There are some pieces of ceramic work of my own that I keep and don't ever sell. Sometimes, it's the first piece of a series and it contains a seed of an idea that I want to preserve for myself. Occasionally it's the end of a series and I want to add it to my personal archive so I have a physical reminder of the work I've made, and a path to show how far I've come. And every once in a while a piece is just special. It contains a magical vibration that launches it into a different sphere, and I can't quite bring myself to put a price tag on it.
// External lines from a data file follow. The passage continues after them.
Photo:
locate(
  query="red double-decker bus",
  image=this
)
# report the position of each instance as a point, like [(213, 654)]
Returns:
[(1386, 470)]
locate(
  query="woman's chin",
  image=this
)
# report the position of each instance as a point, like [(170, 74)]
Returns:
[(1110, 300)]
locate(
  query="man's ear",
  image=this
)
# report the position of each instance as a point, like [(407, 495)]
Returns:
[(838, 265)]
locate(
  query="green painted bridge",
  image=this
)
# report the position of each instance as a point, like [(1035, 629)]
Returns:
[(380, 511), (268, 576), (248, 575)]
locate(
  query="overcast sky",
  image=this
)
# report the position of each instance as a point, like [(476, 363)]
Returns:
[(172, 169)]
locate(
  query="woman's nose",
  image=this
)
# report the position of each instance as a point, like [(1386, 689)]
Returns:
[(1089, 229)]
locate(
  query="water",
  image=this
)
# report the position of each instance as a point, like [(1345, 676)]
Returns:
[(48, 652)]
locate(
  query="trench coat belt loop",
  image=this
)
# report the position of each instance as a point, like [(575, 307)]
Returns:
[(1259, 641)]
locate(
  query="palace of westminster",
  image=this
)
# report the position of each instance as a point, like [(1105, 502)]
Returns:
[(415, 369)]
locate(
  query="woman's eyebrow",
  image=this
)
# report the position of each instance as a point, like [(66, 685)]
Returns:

I wish that I could make pieces like that all the time, the pieces that have the spark of magic. Trying to put my finger on exactly what that spark is, how to name it, is like trying to describe a smell. Trying to mindfully re-create it is impossible, because it's a gift. And the gift reinforces the dream of art; my dream is that when I create ceramic pieces I'm participating in a human narrative that hungers for inspiration in beauty and creativity. I struggle with this notion sometimes, because I am personally moved by art that really gets me thinking, that tells a story about the condition of being a person on this planet.
When I was younger than I am now, I really wanted to be a painter and tell these stories. They are all stored up inside me. But when it came to putting the brush to canvas, I usually choked. I painted for years and there are very few paintings I created that I felt any satisfaction with. If I continued to follow the painter path, maybe I would have gotten better, or maybe I would have become really bitter as I continued to struggle with getting what was inside me onto a canvas. Pottery, for me, is the easiest thing in the world. The second I learned how to throw on the wheel, I was done with painting, I never looked back. With pottery, I don't feel the need to tell stories, I just want to blow people's minds with gorgeous pieces. If I'm really good, maybe I can take them out of the moment they are in and put them in another place as they contemplate my work.